На рубеже XIX–XX вв. происходит событие первостепенной важности: наряду с традиционными возникают такие субъектные формы, основой которых становится не аналитическое различение «я» и «другого», а их интерсубъектная целостность. Личность перестает пониматься как монологическое единство и предстает как «неопределенная», вероятностно-множественная. На этой основе формируется неклассический тип отношений автора и героя. Поэтическая наррация начинает зачастую характеризоваться такой особенностью, которую С.Н. Бройтман предлагает называть субъектным неосинкретизмом, возрождающим субъектный синкретизм архаической лирики. Напомним, что в архаических текстах отсутствие четких границ между субъектами и специфика ранних форм речи породили такое явление, как нерасчлененность автора и героя. Видимое проявление такого типа субъектной организации заключается во внешне немотивированной смене местоимений с одного лица на другое – например, с первого на третье, или наоборот. В лирике начала XX в. основными признаками неосинкретизма являются, согласно исследованию В.Я. Малкиной, внезапная смена местоимений с одного лица на другое; неожиданные смены субъектов речи, действия и наблюдателей; использование одного и того же местоимения применительно к разным субъектам; отсутствие обозначенных границ различных форм речи (прямой, косвенной, несобственно-прямой); внезапная смена пространственной, временной, внешней/внутренней или другой точки зрения; появление субъектного – т.е. наделенного сознанием, действием или речью – изначально объектного (неодушевленного) образа [Малкина 2019, 35]. Таким образом, субъектный неосинкретизм – это размывание границ между различными субъектами и их функциями в художественном тексте, с целью эстетического осмысления взаимодополнительности категорий «я» и «другого». Наррация в лирике становится полисубъектной – это можно увидеть у И.Ф. Анненского, А.А. Блока, О.Э. Мандельштама, В. Хлебникова; см. такие яркие примеры, как «На розвальнях, уложенных соломой…» (1916) Мандельштама, «Песня дождя» (1928) П.Г. Антокольского.

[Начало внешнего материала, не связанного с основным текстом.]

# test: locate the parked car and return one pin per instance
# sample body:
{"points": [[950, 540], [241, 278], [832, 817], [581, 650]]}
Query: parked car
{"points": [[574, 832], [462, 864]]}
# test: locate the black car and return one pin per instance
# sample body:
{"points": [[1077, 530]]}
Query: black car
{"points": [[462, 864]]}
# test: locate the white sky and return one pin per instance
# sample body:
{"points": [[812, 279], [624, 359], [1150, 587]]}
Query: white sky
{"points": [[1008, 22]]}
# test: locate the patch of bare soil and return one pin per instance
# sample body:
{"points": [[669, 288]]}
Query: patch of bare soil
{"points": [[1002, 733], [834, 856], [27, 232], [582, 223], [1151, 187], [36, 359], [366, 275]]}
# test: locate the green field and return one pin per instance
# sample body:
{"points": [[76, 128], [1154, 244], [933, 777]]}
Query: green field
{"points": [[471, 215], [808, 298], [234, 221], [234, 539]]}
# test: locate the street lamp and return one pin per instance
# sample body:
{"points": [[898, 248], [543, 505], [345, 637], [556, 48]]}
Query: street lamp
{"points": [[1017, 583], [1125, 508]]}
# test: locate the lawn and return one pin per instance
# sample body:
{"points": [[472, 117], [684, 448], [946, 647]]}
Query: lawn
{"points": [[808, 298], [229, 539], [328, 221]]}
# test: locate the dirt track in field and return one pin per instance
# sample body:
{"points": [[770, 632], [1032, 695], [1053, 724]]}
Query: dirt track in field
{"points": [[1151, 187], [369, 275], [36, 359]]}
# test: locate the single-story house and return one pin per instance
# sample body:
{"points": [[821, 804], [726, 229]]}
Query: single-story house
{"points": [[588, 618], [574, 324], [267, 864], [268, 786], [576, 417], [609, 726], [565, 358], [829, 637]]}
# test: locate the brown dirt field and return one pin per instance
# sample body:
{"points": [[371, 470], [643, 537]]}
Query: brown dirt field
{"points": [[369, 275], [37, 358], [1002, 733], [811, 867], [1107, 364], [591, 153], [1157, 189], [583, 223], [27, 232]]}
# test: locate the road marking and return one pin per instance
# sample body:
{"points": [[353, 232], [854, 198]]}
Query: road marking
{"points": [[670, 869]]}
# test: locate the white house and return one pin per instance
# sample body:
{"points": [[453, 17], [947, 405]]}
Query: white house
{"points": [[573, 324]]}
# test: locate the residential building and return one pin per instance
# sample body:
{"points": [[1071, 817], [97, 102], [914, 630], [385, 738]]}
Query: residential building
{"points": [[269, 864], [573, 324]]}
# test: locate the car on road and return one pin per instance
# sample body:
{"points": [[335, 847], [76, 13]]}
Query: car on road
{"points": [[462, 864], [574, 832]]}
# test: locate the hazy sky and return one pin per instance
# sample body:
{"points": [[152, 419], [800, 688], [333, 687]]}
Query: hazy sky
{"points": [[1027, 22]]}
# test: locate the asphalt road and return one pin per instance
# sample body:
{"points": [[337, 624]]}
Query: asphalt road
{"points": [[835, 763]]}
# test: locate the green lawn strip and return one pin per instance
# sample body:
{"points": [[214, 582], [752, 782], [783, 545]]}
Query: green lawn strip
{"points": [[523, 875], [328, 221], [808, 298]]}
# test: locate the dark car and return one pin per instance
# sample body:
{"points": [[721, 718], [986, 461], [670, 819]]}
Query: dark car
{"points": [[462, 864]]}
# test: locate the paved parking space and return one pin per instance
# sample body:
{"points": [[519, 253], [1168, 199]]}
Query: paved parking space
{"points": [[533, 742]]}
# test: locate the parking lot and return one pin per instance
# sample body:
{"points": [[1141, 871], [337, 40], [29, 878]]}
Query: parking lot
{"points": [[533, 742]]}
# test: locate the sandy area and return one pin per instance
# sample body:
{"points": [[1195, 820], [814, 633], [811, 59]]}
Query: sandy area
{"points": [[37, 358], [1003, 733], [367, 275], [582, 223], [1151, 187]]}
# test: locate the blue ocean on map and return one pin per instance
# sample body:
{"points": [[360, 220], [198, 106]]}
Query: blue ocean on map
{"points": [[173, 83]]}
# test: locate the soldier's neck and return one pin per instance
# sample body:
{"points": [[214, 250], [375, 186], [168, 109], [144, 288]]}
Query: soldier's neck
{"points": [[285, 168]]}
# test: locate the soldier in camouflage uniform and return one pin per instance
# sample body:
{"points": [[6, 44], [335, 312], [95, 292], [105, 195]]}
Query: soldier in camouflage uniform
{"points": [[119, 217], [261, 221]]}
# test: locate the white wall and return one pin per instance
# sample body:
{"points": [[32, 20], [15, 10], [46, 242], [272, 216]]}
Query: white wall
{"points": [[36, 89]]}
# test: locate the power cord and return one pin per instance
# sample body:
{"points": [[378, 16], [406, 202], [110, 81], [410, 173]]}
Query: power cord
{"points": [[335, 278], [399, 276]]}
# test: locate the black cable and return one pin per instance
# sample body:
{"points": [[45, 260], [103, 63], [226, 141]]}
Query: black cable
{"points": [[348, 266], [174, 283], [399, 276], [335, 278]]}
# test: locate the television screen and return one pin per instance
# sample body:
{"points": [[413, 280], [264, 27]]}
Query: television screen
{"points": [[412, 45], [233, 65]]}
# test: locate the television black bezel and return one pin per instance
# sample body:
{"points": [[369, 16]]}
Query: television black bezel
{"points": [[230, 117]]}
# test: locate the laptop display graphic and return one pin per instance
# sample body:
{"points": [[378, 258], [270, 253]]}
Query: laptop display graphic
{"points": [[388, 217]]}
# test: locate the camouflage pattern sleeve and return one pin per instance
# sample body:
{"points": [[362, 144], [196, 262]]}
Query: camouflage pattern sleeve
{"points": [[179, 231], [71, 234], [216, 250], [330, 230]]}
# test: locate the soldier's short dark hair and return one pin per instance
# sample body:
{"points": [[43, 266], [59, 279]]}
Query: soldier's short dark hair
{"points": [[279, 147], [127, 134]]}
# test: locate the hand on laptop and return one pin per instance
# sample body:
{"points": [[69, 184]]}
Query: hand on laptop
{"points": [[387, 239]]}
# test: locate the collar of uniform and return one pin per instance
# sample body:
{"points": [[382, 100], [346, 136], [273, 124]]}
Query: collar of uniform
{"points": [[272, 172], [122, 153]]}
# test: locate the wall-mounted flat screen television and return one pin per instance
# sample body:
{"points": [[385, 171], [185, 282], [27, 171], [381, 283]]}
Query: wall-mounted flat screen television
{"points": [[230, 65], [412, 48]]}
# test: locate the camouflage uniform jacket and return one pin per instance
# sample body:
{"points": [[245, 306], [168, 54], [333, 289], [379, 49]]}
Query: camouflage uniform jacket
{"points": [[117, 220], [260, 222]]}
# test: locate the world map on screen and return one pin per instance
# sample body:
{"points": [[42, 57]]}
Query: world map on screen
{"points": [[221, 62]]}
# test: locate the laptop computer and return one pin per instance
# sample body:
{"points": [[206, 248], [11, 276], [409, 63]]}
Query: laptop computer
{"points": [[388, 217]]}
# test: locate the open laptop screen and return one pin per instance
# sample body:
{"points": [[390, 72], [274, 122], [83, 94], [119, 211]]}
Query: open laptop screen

Примерно те же процессы идут в нарративной поэзии. Этот период отмечен прежде всего лирической поэмой (у К.Д. Бальмонта, Блока, В.В. Маяковского, М.И. Цветаевой и др.), где в пределе может отсутствовать эпический сюжет, а героем становится лирическое «я». Наррация здесь часто бывает лишена обычного композиционного и графического оформления, читатель не получает привычных ориентиров, которые позволили бы идентифицировать речевых субъектов и легко следить за развитием диалогов. Последние нередко примыкают друг к другу по принципу монтажа, т.е. без отмеченных границ и переходов. Такова, в частности, поэма Цветаевой «Переулочки» (1923); для понимания ее смысла необходима своего рода реконструкция сюжета, заключенного в смене диалогических фрагментов и в их внутренней динамике, а единственным постоянным ориентиром могут служить различия и повторы стиховых, в первую очередь строфических форм.

Орнаментальная, или поэтическая, проза дает ряд шедевров, прежде всего в творчестве А. Белого, Мандельштама, Цветаевой, Б.Л. Пастернака, а также возникает сам термин – в статье В.Б. Шкловского «Орнаментальная проза» (1929). Как неоднократно отмечалось, орнаментальная проза обычно характеризуется ослаблением событийности, но в пределе сюжет вообще может подвергаться сомнению как художественная, событийная реальность. До максимума доводится его вероятностность, включающая в себя полное разоблачение собственной иллюзорности – таков роман Белого «Петербург» (1913), являющийся также метафикциональным романом, где исходная сюжетная ситуация – готовящееся покушение на сенатора Аблеухова – постепенно ставится под сомнение и сюжет разоблачается как «мозговая игра» (сначала сенатора, затем самого автора).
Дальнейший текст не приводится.